Sister Eunice tossed me over her head, slammed me on my back, and planted her size-twelve, highly polished combat boot on my stomach.

I gasped for breath. She pushed harder. Acute agony spread while she mashed my guts around my spine. An evil grin split her rugged face as she stood there in her camouflage fatigues. “Oh, poor, poor little Madeline.” She laughed at me. “Got you now, you nasty little scar-faced whore.”

Sister Eunice is five-eleven and weighs two hundred and forty pounds. She has the body of a weight lifter and the attitude of pit bull. I’m five-eight and barely make one thirty. I’m strong, exceptionally strong, but it would take serious steroids to make me her physical equal.

While she flattened my intestines with one foot, she had the other firmly planted on the foam-padded floor mat. Grab her ankle and snatch her off her feet? I knew better. That was action-movie special effects. I needed more leverage. I made a tight fist and slammed it into the knee of her supporting leg.

She grunted. The knee gave only a fraction of an inch, but she shifted her weight to compensate. I caught the foot jammed on my stomach with both hands and jerked. At the same time, I twisted my body toward her. She went down.

The vinyl mat hissed as she rolled to get on her feet.

I’m faster. Blade-sharp pains shot through abused muscles. I ignored them. I leaped up, made a fist, and punched her in the kidneys just as she stood to get up. My fist hit with a solid thump. She crashed facedown on the mat. Her breath whooshed out, and before she could draw it in I caught her right arm at the wrist. I twisted the arm across her back, then stomped my foot on her left hand.

I had her. Sort of. She wore boots and camouflage fatigues. I wore a tank top, sweatpants, and thick socks. Her fingers clawed at my sock; in minutes her nails would tear through fabric. Then she’d rake the skin and flesh off my bare foot.

I couldn’t knock her unconscious despite the fact that she punched me out on such a regular basis I marked time by it. The Sisters of Justice Correctional College frowned upon lowly students—aka prisoners—beating the crap out of the faculty, even if upon incredibly rare occasions they could. Secure in authority, Sister Eunice, alpha female and consummate she-devil, lived to teach and torture her unfortunate pupils.

I’d beaten her twice. I surprised her six years ago when I first came here. Only nineteen, but I’d been in jail long enough to learn a few tricks—and I’d taken martial arts lessons from Daddy since I was six years old. The second time I beat her, last year, I used the skills she herself had taught me. She would never forgive or forget.

Laughter sounded in her ragged breathing. I hadn’t beaten her this time either. Unwilling to tear her arm out of its socket and incapacitate her, I was unable to let her go because she would pound the holy shit out of me. Shit-pounding me is Sister Eunice’s favorite hobby. Shit-pounding hurts a lot more than a boot in the guts.
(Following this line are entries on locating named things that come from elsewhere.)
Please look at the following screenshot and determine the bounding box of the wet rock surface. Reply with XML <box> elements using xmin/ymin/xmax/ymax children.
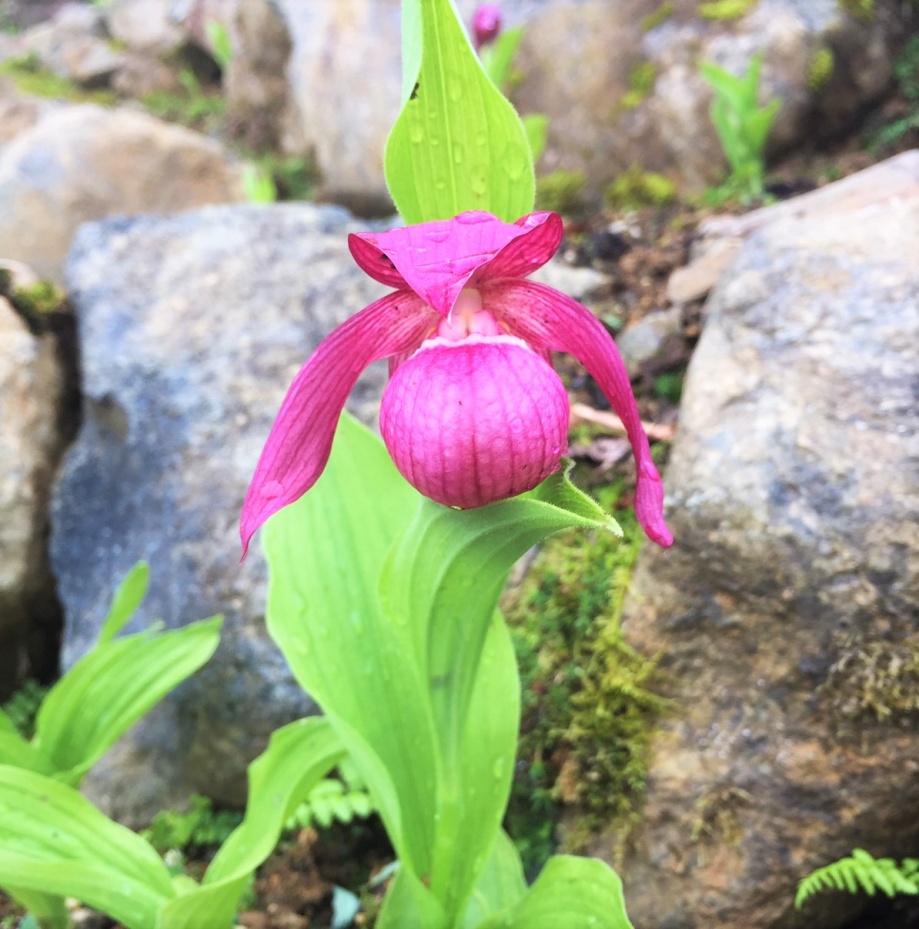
<box><xmin>51</xmin><ymin>205</ymin><xmax>394</xmax><ymax>823</ymax></box>
<box><xmin>221</xmin><ymin>0</ymin><xmax>912</xmax><ymax>212</ymax></box>
<box><xmin>604</xmin><ymin>198</ymin><xmax>919</xmax><ymax>929</ymax></box>
<box><xmin>0</xmin><ymin>104</ymin><xmax>243</xmax><ymax>283</ymax></box>
<box><xmin>0</xmin><ymin>280</ymin><xmax>73</xmax><ymax>700</ymax></box>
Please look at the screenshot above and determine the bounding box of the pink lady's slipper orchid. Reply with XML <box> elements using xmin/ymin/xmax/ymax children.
<box><xmin>472</xmin><ymin>3</ymin><xmax>501</xmax><ymax>51</ymax></box>
<box><xmin>240</xmin><ymin>212</ymin><xmax>673</xmax><ymax>548</ymax></box>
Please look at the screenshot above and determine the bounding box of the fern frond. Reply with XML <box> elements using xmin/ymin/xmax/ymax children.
<box><xmin>285</xmin><ymin>772</ymin><xmax>374</xmax><ymax>831</ymax></box>
<box><xmin>795</xmin><ymin>848</ymin><xmax>919</xmax><ymax>908</ymax></box>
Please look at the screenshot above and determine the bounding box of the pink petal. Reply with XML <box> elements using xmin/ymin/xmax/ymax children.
<box><xmin>482</xmin><ymin>280</ymin><xmax>673</xmax><ymax>548</ymax></box>
<box><xmin>348</xmin><ymin>211</ymin><xmax>561</xmax><ymax>316</ymax></box>
<box><xmin>240</xmin><ymin>291</ymin><xmax>438</xmax><ymax>557</ymax></box>
<box><xmin>473</xmin><ymin>213</ymin><xmax>564</xmax><ymax>284</ymax></box>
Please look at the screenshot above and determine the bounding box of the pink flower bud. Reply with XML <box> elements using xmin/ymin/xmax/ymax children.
<box><xmin>472</xmin><ymin>3</ymin><xmax>501</xmax><ymax>51</ymax></box>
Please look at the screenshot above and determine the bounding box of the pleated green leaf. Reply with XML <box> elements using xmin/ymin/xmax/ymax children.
<box><xmin>33</xmin><ymin>616</ymin><xmax>223</xmax><ymax>786</ymax></box>
<box><xmin>0</xmin><ymin>765</ymin><xmax>175</xmax><ymax>929</ymax></box>
<box><xmin>156</xmin><ymin>717</ymin><xmax>345</xmax><ymax>929</ymax></box>
<box><xmin>97</xmin><ymin>561</ymin><xmax>150</xmax><ymax>645</ymax></box>
<box><xmin>380</xmin><ymin>472</ymin><xmax>619</xmax><ymax>914</ymax></box>
<box><xmin>463</xmin><ymin>829</ymin><xmax>527</xmax><ymax>929</ymax></box>
<box><xmin>478</xmin><ymin>855</ymin><xmax>632</xmax><ymax>929</ymax></box>
<box><xmin>262</xmin><ymin>415</ymin><xmax>438</xmax><ymax>875</ymax></box>
<box><xmin>376</xmin><ymin>868</ymin><xmax>450</xmax><ymax>929</ymax></box>
<box><xmin>385</xmin><ymin>0</ymin><xmax>535</xmax><ymax>223</ymax></box>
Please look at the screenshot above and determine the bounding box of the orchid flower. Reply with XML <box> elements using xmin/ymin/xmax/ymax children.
<box><xmin>240</xmin><ymin>212</ymin><xmax>673</xmax><ymax>550</ymax></box>
<box><xmin>472</xmin><ymin>3</ymin><xmax>501</xmax><ymax>51</ymax></box>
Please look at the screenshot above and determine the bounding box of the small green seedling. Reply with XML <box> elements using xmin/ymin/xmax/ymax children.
<box><xmin>700</xmin><ymin>55</ymin><xmax>781</xmax><ymax>203</ymax></box>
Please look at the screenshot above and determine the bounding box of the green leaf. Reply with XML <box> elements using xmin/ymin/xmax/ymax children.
<box><xmin>380</xmin><ymin>472</ymin><xmax>621</xmax><ymax>914</ymax></box>
<box><xmin>0</xmin><ymin>765</ymin><xmax>174</xmax><ymax>929</ymax></box>
<box><xmin>463</xmin><ymin>829</ymin><xmax>527</xmax><ymax>929</ymax></box>
<box><xmin>97</xmin><ymin>561</ymin><xmax>150</xmax><ymax>645</ymax></box>
<box><xmin>262</xmin><ymin>414</ymin><xmax>437</xmax><ymax>874</ymax></box>
<box><xmin>0</xmin><ymin>729</ymin><xmax>55</xmax><ymax>775</ymax></box>
<box><xmin>156</xmin><ymin>717</ymin><xmax>345</xmax><ymax>929</ymax></box>
<box><xmin>376</xmin><ymin>867</ymin><xmax>450</xmax><ymax>929</ymax></box>
<box><xmin>263</xmin><ymin>418</ymin><xmax>618</xmax><ymax>925</ymax></box>
<box><xmin>385</xmin><ymin>0</ymin><xmax>536</xmax><ymax>223</ymax></box>
<box><xmin>478</xmin><ymin>855</ymin><xmax>632</xmax><ymax>929</ymax></box>
<box><xmin>4</xmin><ymin>887</ymin><xmax>71</xmax><ymax>929</ymax></box>
<box><xmin>33</xmin><ymin>616</ymin><xmax>223</xmax><ymax>786</ymax></box>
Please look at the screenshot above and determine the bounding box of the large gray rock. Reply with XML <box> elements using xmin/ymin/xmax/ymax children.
<box><xmin>0</xmin><ymin>105</ymin><xmax>244</xmax><ymax>282</ymax></box>
<box><xmin>19</xmin><ymin>3</ymin><xmax>124</xmax><ymax>87</ymax></box>
<box><xmin>228</xmin><ymin>0</ymin><xmax>916</xmax><ymax>211</ymax></box>
<box><xmin>51</xmin><ymin>205</ymin><xmax>385</xmax><ymax>823</ymax></box>
<box><xmin>106</xmin><ymin>0</ymin><xmax>189</xmax><ymax>55</ymax></box>
<box><xmin>591</xmin><ymin>192</ymin><xmax>919</xmax><ymax>929</ymax></box>
<box><xmin>0</xmin><ymin>286</ymin><xmax>71</xmax><ymax>700</ymax></box>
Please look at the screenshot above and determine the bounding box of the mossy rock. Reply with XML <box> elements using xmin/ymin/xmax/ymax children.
<box><xmin>503</xmin><ymin>495</ymin><xmax>668</xmax><ymax>873</ymax></box>
<box><xmin>807</xmin><ymin>47</ymin><xmax>835</xmax><ymax>91</ymax></box>
<box><xmin>699</xmin><ymin>0</ymin><xmax>759</xmax><ymax>19</ymax></box>
<box><xmin>536</xmin><ymin>170</ymin><xmax>587</xmax><ymax>214</ymax></box>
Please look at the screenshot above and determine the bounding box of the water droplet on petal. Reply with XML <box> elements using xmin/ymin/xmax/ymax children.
<box><xmin>426</xmin><ymin>223</ymin><xmax>450</xmax><ymax>242</ymax></box>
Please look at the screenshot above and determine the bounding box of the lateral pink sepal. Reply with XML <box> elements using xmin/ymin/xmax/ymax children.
<box><xmin>482</xmin><ymin>280</ymin><xmax>673</xmax><ymax>548</ymax></box>
<box><xmin>240</xmin><ymin>291</ymin><xmax>438</xmax><ymax>558</ymax></box>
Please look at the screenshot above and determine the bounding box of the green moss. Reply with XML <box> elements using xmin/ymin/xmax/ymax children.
<box><xmin>0</xmin><ymin>268</ymin><xmax>67</xmax><ymax>332</ymax></box>
<box><xmin>504</xmin><ymin>488</ymin><xmax>666</xmax><ymax>873</ymax></box>
<box><xmin>619</xmin><ymin>61</ymin><xmax>657</xmax><ymax>110</ymax></box>
<box><xmin>807</xmin><ymin>48</ymin><xmax>835</xmax><ymax>91</ymax></box>
<box><xmin>603</xmin><ymin>165</ymin><xmax>676</xmax><ymax>209</ymax></box>
<box><xmin>641</xmin><ymin>0</ymin><xmax>674</xmax><ymax>32</ymax></box>
<box><xmin>699</xmin><ymin>0</ymin><xmax>759</xmax><ymax>19</ymax></box>
<box><xmin>837</xmin><ymin>0</ymin><xmax>875</xmax><ymax>22</ymax></box>
<box><xmin>819</xmin><ymin>633</ymin><xmax>919</xmax><ymax>735</ymax></box>
<box><xmin>249</xmin><ymin>152</ymin><xmax>316</xmax><ymax>200</ymax></box>
<box><xmin>0</xmin><ymin>54</ymin><xmax>116</xmax><ymax>106</ymax></box>
<box><xmin>141</xmin><ymin>795</ymin><xmax>243</xmax><ymax>854</ymax></box>
<box><xmin>536</xmin><ymin>170</ymin><xmax>587</xmax><ymax>213</ymax></box>
<box><xmin>141</xmin><ymin>67</ymin><xmax>227</xmax><ymax>129</ymax></box>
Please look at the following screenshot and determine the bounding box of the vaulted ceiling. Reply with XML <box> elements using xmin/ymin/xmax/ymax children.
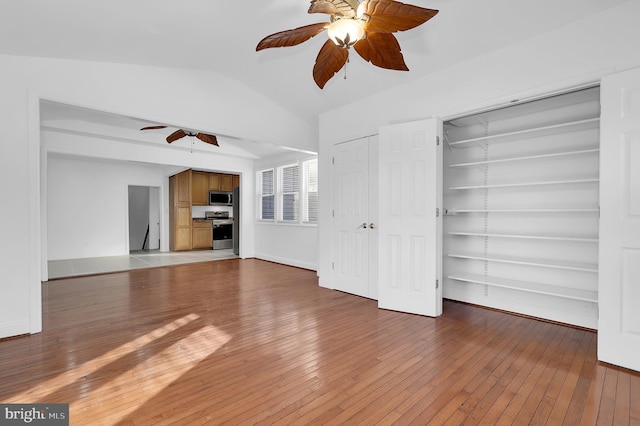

“Good morning, Madeline,” said a sweet voice from behind me. “What are you going to do now, dear?” Sister Lillian. Dark-skinned, petite, and graceful, Sister Lillian taught knife fighting. She’d immediately assessed my dilemma.

“Good morning, Sister Lillian,” I said. “I’m giving serious consideration to freeing Sister Eunice and running away.”

“You won’t,” Sister Eunice said. The mat muffled her words, but she was right. I’d stopped running years ago—and I had nowhere to go that she couldn’t find me.

Lillian nodded. “Please release her, Madeline.”

I let go and jumped away.

Sister Eunice rolled, leaped to her feet, and hurtled toward me. I kicked out and planted my foot in her chest. Flesh on flesh, bone against bone. She went down, smack on her ass. She rolled to come at me again. I drew a deep breath, planted my feet, and prepared to meet her. She stopped. She remained on the mat, panting like a winded dog after a futile chase.

Amazing. I’d taken her down. Taken her out.

“Oh, my,” Sister Lillian said. “That was well done.”

Sister Lillian’s praise delighted me. “Thank you, Sister.”

“Come with me, Madeline.” She turned and I followed her, but I walked sideways to watch behind and in front of me. Sister Eunice staggered to her feet. She glared at me until I left the room. Pride filled me at the win, even though she’d make my life hell next week—and the week after. A small price to pay for such a rare and precious victory.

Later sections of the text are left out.